Two-compartment model of radioimmunotherapy delivered through cerebrospinal fluid.

PURPOSE

Radioimmunotherapy (RIT) using (131)I-3F8 injected into cerebrospinal fluid (CSF) was a safe modality for the treatment of leptomeningeal metastases (JCO, 25:5465, 2007). A single-compartment pharmacokinetic model described previously (JNM 50:1324, 2009) showed good fitting to the CSF radioactivity data obtained from patients. We now describe a two-compartment model to account for the ventricular reservoir of (131)I-3F8 and to identify limiting factors that may impact therapeutic ratio.

METHODS

Each parameter was examined for its effects on (1) the area under the radioactivity concentration curve of the bound antibody (AUC[C(IAR)]), (2) that of the unbound antibody AUC[C(IA)], and (3) their therapeutic ratio (AUC[C(IAR)]/AUC[C(IA)]).

RESULTS

Data fitting showed that CSF kBq/ml data fitted well using the two-compartment model (R = 0.95 ± 0.03).
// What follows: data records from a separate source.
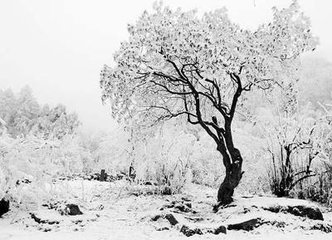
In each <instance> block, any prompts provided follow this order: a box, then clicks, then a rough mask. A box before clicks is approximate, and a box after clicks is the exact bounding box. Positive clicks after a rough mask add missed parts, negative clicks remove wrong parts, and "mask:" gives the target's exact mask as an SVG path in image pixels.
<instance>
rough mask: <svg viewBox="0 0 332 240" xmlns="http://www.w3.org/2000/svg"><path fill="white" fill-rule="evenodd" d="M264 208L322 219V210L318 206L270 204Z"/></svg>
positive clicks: (276, 212) (278, 212)
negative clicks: (292, 205) (267, 206)
mask: <svg viewBox="0 0 332 240" xmlns="http://www.w3.org/2000/svg"><path fill="white" fill-rule="evenodd" d="M264 210H268V211H270V212H274V213H279V212H284V213H290V214H293V215H295V216H300V217H306V218H309V219H313V220H324V218H323V214H322V212H321V211H320V210H319V208H318V207H310V206H303V205H298V206H288V207H284V206H272V207H269V208H264Z"/></svg>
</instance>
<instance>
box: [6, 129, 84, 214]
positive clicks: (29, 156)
mask: <svg viewBox="0 0 332 240" xmlns="http://www.w3.org/2000/svg"><path fill="white" fill-rule="evenodd" d="M83 150H84V149H83V148H82V147H81V146H80V145H79V142H78V139H77V138H76V137H74V136H66V137H65V138H63V139H62V140H44V139H41V138H38V137H36V136H33V135H29V136H27V137H24V138H16V139H14V138H11V137H10V136H8V135H6V134H4V135H2V136H0V171H1V175H0V193H1V195H2V196H4V195H5V196H6V197H9V198H11V199H12V200H14V202H15V203H20V207H23V208H24V207H27V208H31V207H33V206H34V207H36V204H37V203H38V202H39V201H40V200H41V199H43V198H46V199H48V198H50V197H51V196H50V195H49V193H48V192H47V188H46V186H47V184H48V183H51V182H52V180H54V179H57V178H58V177H59V176H70V175H73V174H78V173H81V172H82V171H83V167H84V164H83V162H82V159H83V155H84V154H85V152H84V151H83ZM25 180H28V181H31V183H30V184H29V186H30V187H29V189H30V190H29V191H28V192H27V191H24V189H25V187H24V184H19V185H17V183H18V181H25ZM2 196H0V197H2ZM26 204H32V205H33V206H26Z"/></svg>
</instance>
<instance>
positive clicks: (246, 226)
mask: <svg viewBox="0 0 332 240" xmlns="http://www.w3.org/2000/svg"><path fill="white" fill-rule="evenodd" d="M261 224H262V220H261V219H260V218H253V219H250V220H248V221H244V222H240V223H235V224H229V225H228V227H227V229H228V230H245V231H251V230H253V229H254V228H257V227H259V226H260V225H261Z"/></svg>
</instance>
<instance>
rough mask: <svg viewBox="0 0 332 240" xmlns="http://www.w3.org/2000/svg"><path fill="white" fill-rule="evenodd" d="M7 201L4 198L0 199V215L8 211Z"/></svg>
mask: <svg viewBox="0 0 332 240" xmlns="http://www.w3.org/2000/svg"><path fill="white" fill-rule="evenodd" d="M9 205H10V204H9V201H8V200H5V199H4V198H3V199H1V200H0V217H2V215H4V214H5V213H7V212H9Z"/></svg>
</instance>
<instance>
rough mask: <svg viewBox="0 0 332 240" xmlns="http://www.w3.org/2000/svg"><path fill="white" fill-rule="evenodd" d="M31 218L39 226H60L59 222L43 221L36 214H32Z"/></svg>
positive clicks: (51, 221) (30, 214) (56, 221)
mask: <svg viewBox="0 0 332 240" xmlns="http://www.w3.org/2000/svg"><path fill="white" fill-rule="evenodd" d="M30 216H31V218H32V219H33V220H35V222H36V223H38V224H50V225H53V224H59V223H60V222H59V221H49V220H42V219H41V218H39V217H37V216H36V215H35V214H34V213H30Z"/></svg>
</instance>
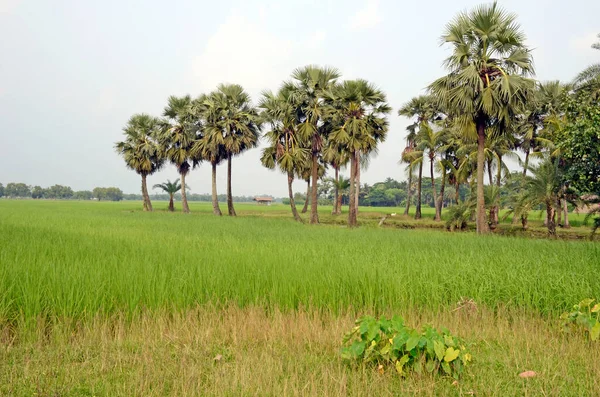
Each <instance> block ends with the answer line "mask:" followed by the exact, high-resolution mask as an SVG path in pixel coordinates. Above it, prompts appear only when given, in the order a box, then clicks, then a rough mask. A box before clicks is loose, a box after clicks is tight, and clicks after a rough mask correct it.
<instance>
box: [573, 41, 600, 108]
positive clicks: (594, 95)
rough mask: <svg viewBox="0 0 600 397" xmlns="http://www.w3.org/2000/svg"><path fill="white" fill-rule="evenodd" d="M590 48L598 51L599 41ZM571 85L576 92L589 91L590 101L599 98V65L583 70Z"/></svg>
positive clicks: (599, 79)
mask: <svg viewBox="0 0 600 397" xmlns="http://www.w3.org/2000/svg"><path fill="white" fill-rule="evenodd" d="M598 39H600V34H598ZM592 48H593V49H596V50H600V41H598V42H597V43H594V44H592ZM573 85H574V87H575V90H577V91H582V90H586V91H591V93H592V95H591V96H590V98H591V99H592V100H594V99H595V100H597V99H598V98H600V63H595V64H593V65H590V66H588V67H587V68H585V69H584V70H583V71H582V72H581V73H579V74H578V75H577V77H576V78H575V80H574V81H573Z"/></svg>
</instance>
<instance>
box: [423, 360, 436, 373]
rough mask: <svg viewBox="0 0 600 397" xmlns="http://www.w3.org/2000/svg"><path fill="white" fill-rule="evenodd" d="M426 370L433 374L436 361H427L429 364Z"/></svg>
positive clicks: (425, 364) (431, 360) (425, 368)
mask: <svg viewBox="0 0 600 397" xmlns="http://www.w3.org/2000/svg"><path fill="white" fill-rule="evenodd" d="M425 369H426V370H427V372H429V373H432V372H433V370H434V369H435V361H433V360H429V361H427V363H426V364H425Z"/></svg>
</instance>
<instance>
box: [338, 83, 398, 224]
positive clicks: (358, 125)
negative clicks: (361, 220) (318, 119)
mask: <svg viewBox="0 0 600 397" xmlns="http://www.w3.org/2000/svg"><path fill="white" fill-rule="evenodd" d="M328 100H329V102H330V104H331V109H332V110H331V113H330V118H331V123H332V126H333V130H332V132H331V136H330V138H329V139H331V140H332V141H333V142H335V144H336V145H340V146H342V147H343V150H344V151H346V152H348V153H349V154H350V206H349V210H348V226H350V227H356V226H357V211H358V200H357V195H358V189H357V188H358V183H360V182H359V179H358V175H359V174H358V173H359V171H358V169H359V168H360V166H361V157H362V156H361V155H366V156H364V157H363V158H364V159H368V154H369V153H371V152H373V151H375V150H376V149H377V145H378V144H379V143H380V142H383V141H384V140H385V138H386V134H387V131H388V121H387V114H388V113H389V112H390V111H391V108H390V106H389V105H388V104H387V101H386V96H385V94H384V93H383V91H381V90H379V89H378V88H376V87H375V86H374V85H373V84H371V83H369V82H368V81H366V80H361V79H359V80H347V81H344V82H343V83H340V84H336V85H335V86H334V87H333V89H332V94H331V96H330V97H329V99H328Z"/></svg>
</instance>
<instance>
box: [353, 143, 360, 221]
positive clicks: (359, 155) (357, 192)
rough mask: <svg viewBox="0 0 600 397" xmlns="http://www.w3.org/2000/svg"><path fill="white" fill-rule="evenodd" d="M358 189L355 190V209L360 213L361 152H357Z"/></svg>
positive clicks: (356, 163)
mask: <svg viewBox="0 0 600 397" xmlns="http://www.w3.org/2000/svg"><path fill="white" fill-rule="evenodd" d="M354 179H355V181H356V191H355V192H354V201H355V203H354V204H355V206H354V211H355V212H356V215H358V205H359V204H360V152H356V177H355V178H354Z"/></svg>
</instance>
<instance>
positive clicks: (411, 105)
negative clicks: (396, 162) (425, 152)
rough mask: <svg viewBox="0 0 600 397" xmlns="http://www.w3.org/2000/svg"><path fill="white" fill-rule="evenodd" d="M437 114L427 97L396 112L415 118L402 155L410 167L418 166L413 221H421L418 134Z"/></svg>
mask: <svg viewBox="0 0 600 397" xmlns="http://www.w3.org/2000/svg"><path fill="white" fill-rule="evenodd" d="M438 113H439V112H438V111H437V109H436V107H435V106H434V98H432V97H430V96H427V95H421V96H418V97H415V98H412V99H411V100H410V101H409V102H407V103H405V104H404V105H403V106H402V107H401V108H400V109H399V110H398V115H399V116H404V117H408V118H413V117H416V120H415V122H414V123H413V124H411V125H409V126H408V127H407V128H406V130H407V131H408V135H407V137H406V148H405V149H404V152H403V153H402V156H403V160H404V161H407V162H410V164H411V167H415V166H417V165H418V166H419V175H418V179H417V208H416V211H415V219H421V186H422V181H423V150H420V149H418V142H419V134H420V133H421V130H422V129H426V128H429V123H430V122H433V121H434V120H435V118H436V117H437V116H438ZM405 212H407V211H405ZM407 215H408V213H407Z"/></svg>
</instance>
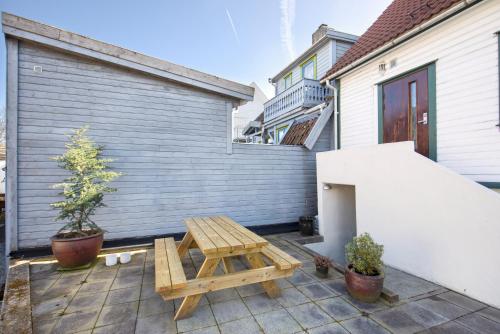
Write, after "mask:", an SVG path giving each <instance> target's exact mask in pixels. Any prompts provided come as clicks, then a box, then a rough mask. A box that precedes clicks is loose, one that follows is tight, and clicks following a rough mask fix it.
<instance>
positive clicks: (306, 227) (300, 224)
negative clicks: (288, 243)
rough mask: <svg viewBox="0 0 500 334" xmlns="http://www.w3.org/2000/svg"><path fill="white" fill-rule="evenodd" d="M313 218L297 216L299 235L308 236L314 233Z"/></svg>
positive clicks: (311, 234) (313, 221)
mask: <svg viewBox="0 0 500 334" xmlns="http://www.w3.org/2000/svg"><path fill="white" fill-rule="evenodd" d="M314 219H315V218H314V217H312V216H302V217H299V229H300V234H301V235H303V236H309V235H313V234H314Z"/></svg>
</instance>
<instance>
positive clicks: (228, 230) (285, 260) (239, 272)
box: [155, 216, 301, 320]
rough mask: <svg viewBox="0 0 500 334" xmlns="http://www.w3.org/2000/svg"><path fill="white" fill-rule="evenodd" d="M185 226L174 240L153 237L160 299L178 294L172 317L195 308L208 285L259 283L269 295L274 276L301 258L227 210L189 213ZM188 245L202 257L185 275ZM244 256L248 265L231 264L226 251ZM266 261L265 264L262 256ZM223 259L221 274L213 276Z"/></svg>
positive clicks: (288, 275)
mask: <svg viewBox="0 0 500 334" xmlns="http://www.w3.org/2000/svg"><path fill="white" fill-rule="evenodd" d="M185 223H186V226H187V232H186V234H185V235H184V238H183V239H182V241H181V242H180V244H179V245H176V243H175V241H174V239H173V238H164V239H156V240H155V289H156V292H157V293H159V294H160V295H161V296H162V297H163V298H164V299H165V300H171V299H176V298H181V297H183V298H184V300H183V301H182V303H181V306H180V308H179V310H178V311H177V313H176V314H175V318H174V319H175V320H178V319H182V318H185V317H186V316H188V315H189V314H191V312H193V311H194V309H195V308H196V306H197V304H198V302H199V300H200V298H201V296H202V295H203V294H204V293H207V292H210V291H217V290H221V289H228V288H233V287H238V286H242V285H247V284H253V283H261V284H262V287H263V288H264V290H265V291H266V293H267V294H268V295H269V296H270V297H272V298H274V297H277V296H279V294H280V289H279V287H278V286H277V285H276V283H275V282H274V280H275V279H278V278H283V277H289V276H291V275H292V274H293V271H294V270H295V269H296V268H298V267H299V266H300V265H301V262H300V261H298V260H297V259H295V258H293V257H292V256H290V255H288V254H287V253H285V252H284V251H282V250H280V249H279V248H277V247H276V246H273V245H271V244H269V242H268V241H267V240H266V239H264V238H262V237H260V236H258V235H257V234H255V233H253V232H251V231H250V230H248V229H246V228H245V227H243V226H241V225H239V224H238V223H236V222H235V221H233V220H232V219H231V218H229V217H226V216H217V217H194V218H189V219H186V220H185ZM190 248H199V249H200V250H201V252H202V253H203V255H204V256H205V260H204V262H203V264H202V266H201V267H200V269H199V271H198V273H197V276H196V278H194V279H189V280H188V279H186V275H185V273H184V269H183V267H182V258H183V257H184V256H186V254H187V253H188V251H189V249H190ZM240 255H241V256H245V257H246V259H247V260H248V263H249V265H250V268H251V269H247V270H243V271H238V272H236V271H235V270H234V267H233V264H232V260H231V257H234V256H240ZM263 256H264V257H265V258H266V259H268V262H270V263H271V265H267V264H266V262H265V261H264V259H265V258H263ZM221 261H222V265H223V269H224V274H223V275H218V276H214V272H215V270H216V269H217V266H218V265H219V263H220V262H221Z"/></svg>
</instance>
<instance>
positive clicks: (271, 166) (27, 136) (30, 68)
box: [18, 42, 331, 248]
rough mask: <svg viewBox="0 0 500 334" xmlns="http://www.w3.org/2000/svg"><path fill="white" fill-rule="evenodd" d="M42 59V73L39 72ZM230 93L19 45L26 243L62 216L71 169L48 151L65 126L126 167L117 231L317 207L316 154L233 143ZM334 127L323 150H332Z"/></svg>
mask: <svg viewBox="0 0 500 334" xmlns="http://www.w3.org/2000/svg"><path fill="white" fill-rule="evenodd" d="M35 65H36V66H41V67H42V72H41V73H40V72H36V71H34V70H33V69H34V66H35ZM227 102H228V98H227V97H223V96H220V95H216V94H211V93H208V92H205V91H201V90H196V89H194V88H192V87H188V86H181V85H178V84H175V83H172V82H169V81H166V80H163V79H159V78H155V77H153V76H149V75H146V74H142V73H138V72H135V71H131V70H127V69H123V68H120V67H116V66H112V65H109V64H106V63H100V62H95V61H92V60H88V59H84V58H78V57H77V56H74V55H69V54H64V53H61V52H59V51H56V50H51V49H46V48H43V47H41V46H37V45H34V44H28V43H25V42H20V47H19V100H18V231H19V232H18V234H19V235H18V245H19V248H28V247H35V246H44V245H48V244H49V237H50V236H51V235H53V234H54V233H55V232H56V231H57V230H58V229H59V228H60V226H61V223H56V222H54V221H53V218H54V216H55V215H56V211H54V210H53V209H51V208H50V207H49V203H51V202H54V201H55V200H57V192H58V191H57V190H53V189H51V185H52V184H54V183H56V182H60V181H61V179H62V178H63V176H64V172H63V171H61V170H60V169H58V168H57V166H56V164H55V163H54V162H53V161H51V160H50V157H52V156H55V155H59V154H61V153H63V151H64V143H65V141H66V136H65V135H66V134H68V133H69V132H70V130H71V129H74V128H78V127H81V126H83V125H86V124H88V125H89V126H90V129H91V130H90V135H91V137H92V138H93V139H94V140H96V141H97V142H98V143H99V144H103V145H105V147H106V150H105V152H106V155H107V156H109V157H112V158H115V159H116V161H115V162H114V163H112V166H113V167H114V168H115V169H116V170H118V171H121V172H123V173H125V175H124V176H122V177H121V178H120V179H119V180H118V181H116V182H114V186H116V187H117V188H118V189H119V190H118V192H117V193H114V194H109V195H107V196H106V198H105V202H106V203H107V205H108V207H106V208H102V209H100V210H99V211H98V215H97V216H96V217H95V221H96V222H98V223H99V225H100V226H101V227H103V228H104V229H106V230H107V231H108V233H107V238H108V239H116V238H125V237H138V236H148V235H156V234H164V233H173V232H180V231H184V225H183V223H182V221H183V219H184V218H186V217H189V216H197V215H216V214H226V215H229V216H231V217H233V218H234V219H236V220H237V221H238V222H240V223H242V224H244V225H261V224H275V223H287V222H294V221H297V219H298V217H299V216H300V215H305V214H307V215H309V214H316V170H315V169H316V165H315V153H314V152H311V151H308V150H306V149H304V148H302V147H290V146H267V145H266V146H264V145H249V144H232V145H233V147H232V150H233V153H232V154H227V153H226V149H227V148H226V143H227V140H226V139H227V137H226V136H227V119H228V118H227V108H226V103H227ZM330 133H331V128H330V126H328V127H327V129H325V131H324V133H323V134H322V136H321V138H320V139H319V141H318V143H317V144H316V147H315V150H314V151H320V150H326V149H329V145H330Z"/></svg>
Correlations were substantially better when compared to the one-compartment model (R = 0.92 ± 0.11 versus 0.77 ± 0.21, p = 0.005). In addition, we made the following new predictions: (1) Increasing immunoreactivity of (131)I-3F8 from 10% to 90% increased both (AUC[C(IAR)]) and therapeutic ratio ([AUC[C(IAR)]/AUC[C(IA)]] by 7.4 fold, (2) When extrapolated to the clinical setting, the model predicted that if (131)I-3F8 could be split into 4 doses of 1.4 mg each and given at ≥24 hours apart, an antibody affinity of K(D) of 4 × 10(-9) at 50% immunoreactivity were adequate in order to deliver ≥100 Gy to tumor cells while keeping normal CSF exposure to <10 Gy.

CONCLUSIONS

This model predicted that immunoreactivity, affinity and optimal scheduling of antibody injections were crucial in improving therapeutic index.